The system that emerged had several key pieces. Every member country would fix its currency to the US dollar at a specified rate. The dollar, in turn, was fixed to gold at $35 an ounce. Central banks of other countries could, in principle, redeem their dollars for gold at that rate. Exchange rates could be changed in cases of fundamental disequilibrium, but only with approval from the new International Monetary Fund. The Fund itself was a pool of currencies that countries in short-term trouble could borrow from, conditional on reforms.
03What broke, what survived
The Bretton Woods system did broadly what it was designed to do. Between 1945 and 1971, world trade grew dramatically, exchange rates were relatively stable, and the industrialized world enjoyed one of the strongest growth periods in its history. Western Europe rebuilt. Japan rebuilt. The system was not uncontroversial — there were repeated currency crises, devaluations, and complaints about US dominance — but compared to the 1930s, it was a working order.
The flaw in the system became visible slowly. As the US economy grew more intertwined with the rest of the world, more dollars flowed out of the country to finance imports and overseas investment. Foreign central banks accumulated dollars at an ever-faster rate. By the late 1960s, the dollars held abroad exceeded the US gold stock by a wide margin. If all of them had been presented for redemption at $35 an ounce, the US would have run out of gold immediately. This tension had a name — the Triffin dilemma, after the economist Robert Triffin, who pointed out that the reserve-currency country had to run persistent deficits to supply the world with dollars, which eventually undermined confidence in the dollar itself.

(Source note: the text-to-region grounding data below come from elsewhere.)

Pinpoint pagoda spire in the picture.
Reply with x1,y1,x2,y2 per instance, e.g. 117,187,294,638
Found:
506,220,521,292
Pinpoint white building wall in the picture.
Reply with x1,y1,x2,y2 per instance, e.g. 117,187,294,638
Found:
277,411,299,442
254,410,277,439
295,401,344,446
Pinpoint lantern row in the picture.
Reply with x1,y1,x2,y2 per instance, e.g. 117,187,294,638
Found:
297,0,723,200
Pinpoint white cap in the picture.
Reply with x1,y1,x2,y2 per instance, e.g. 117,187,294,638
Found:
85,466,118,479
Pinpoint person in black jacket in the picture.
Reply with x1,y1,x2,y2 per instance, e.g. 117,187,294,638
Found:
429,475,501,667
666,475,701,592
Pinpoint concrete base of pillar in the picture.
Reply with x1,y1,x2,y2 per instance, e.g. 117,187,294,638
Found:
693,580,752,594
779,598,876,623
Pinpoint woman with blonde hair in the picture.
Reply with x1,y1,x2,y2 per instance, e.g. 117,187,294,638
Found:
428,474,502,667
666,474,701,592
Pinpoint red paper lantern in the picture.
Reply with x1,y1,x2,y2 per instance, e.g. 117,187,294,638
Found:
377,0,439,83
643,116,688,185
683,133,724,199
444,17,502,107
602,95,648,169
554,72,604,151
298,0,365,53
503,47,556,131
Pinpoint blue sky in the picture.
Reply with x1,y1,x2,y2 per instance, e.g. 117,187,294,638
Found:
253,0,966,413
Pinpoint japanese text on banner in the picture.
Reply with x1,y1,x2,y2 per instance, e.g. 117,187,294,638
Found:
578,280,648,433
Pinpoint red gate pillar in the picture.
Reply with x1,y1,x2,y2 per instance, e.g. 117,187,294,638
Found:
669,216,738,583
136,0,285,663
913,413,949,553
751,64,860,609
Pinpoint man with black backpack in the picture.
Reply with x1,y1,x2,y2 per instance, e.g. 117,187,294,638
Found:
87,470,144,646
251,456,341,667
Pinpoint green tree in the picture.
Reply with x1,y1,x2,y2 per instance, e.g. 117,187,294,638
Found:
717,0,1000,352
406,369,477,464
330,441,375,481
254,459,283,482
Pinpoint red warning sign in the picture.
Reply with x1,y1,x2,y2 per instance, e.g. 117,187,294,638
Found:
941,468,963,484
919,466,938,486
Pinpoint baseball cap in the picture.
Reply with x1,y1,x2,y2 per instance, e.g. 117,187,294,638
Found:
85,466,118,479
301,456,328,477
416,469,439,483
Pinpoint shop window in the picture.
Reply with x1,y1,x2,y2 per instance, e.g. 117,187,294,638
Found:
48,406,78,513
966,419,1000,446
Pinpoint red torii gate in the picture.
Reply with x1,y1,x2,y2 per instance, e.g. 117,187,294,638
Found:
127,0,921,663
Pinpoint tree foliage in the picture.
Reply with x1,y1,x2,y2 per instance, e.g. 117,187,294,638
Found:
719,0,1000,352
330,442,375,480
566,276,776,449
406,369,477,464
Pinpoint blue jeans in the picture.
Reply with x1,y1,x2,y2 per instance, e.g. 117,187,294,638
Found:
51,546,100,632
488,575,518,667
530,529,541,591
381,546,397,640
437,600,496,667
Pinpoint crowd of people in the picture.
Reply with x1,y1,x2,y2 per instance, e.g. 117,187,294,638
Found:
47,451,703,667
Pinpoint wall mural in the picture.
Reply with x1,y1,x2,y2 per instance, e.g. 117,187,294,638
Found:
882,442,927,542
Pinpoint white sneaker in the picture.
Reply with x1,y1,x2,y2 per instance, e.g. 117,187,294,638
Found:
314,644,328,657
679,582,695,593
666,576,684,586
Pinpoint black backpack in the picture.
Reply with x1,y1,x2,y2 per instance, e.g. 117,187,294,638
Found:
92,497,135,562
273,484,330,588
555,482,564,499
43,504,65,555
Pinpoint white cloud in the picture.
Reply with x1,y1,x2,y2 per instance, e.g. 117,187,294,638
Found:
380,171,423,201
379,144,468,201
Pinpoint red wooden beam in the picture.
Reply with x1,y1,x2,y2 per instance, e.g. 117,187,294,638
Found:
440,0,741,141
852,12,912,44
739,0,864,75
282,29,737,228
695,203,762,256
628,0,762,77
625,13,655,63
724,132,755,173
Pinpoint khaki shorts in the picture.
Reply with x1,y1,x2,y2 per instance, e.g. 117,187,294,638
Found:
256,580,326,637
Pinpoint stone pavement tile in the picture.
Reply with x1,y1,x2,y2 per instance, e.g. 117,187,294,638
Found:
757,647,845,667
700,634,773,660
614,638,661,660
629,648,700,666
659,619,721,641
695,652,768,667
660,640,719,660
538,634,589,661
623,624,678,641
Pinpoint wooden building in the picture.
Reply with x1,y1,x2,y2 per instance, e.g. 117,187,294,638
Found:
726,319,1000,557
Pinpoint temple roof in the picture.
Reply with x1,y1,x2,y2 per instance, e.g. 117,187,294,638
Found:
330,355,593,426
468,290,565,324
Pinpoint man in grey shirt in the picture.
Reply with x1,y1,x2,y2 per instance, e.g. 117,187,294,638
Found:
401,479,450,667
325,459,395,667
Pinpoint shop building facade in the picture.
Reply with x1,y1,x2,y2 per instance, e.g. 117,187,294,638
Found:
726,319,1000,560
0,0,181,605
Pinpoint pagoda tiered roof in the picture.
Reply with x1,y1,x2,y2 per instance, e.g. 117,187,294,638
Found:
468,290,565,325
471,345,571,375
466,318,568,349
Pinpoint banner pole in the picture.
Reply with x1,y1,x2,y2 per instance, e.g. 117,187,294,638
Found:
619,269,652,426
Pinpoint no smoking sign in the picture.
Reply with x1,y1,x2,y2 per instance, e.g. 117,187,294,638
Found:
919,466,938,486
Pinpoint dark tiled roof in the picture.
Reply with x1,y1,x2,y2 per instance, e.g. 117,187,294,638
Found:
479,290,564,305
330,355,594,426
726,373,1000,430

04Multilateral form, hegemonic substance
One of the odd features of Bretton Woods is how hierarchical it was. It looked multilateral on paper — 44 countries, weeks of conference sessions, committee votes on technical details — but the decisions that mattered had been made by two men in advance, and one of them was negotiating from a position of decisive advantage. The conference was a way to get the rest of the world to legitimize an agreement that was going to happen regardless.
This pattern — multilateral form, hegemonic substance — has become a standard way to describe the postwar international order. The United States built institutions that were genuinely international, with rules that often constrained American behavior at the margins. But on the questions that really mattered, those institutions reflected American preferences. The IMF was headquartered in Washington. The dollar was the reserve currency. American policymakers set the agenda for decades.
05Conclusion
Over three weeks in July 1944, 44 countries met at a resort in New Hampshire and signed off on a blueprint that two men had mostly written in advance. The blueprint held for 27 years, then broke, then kept running in modified form through its institutions. The world economy we live in today is a direct descendant of that conference — more directly than almost any other single event of the 20th century.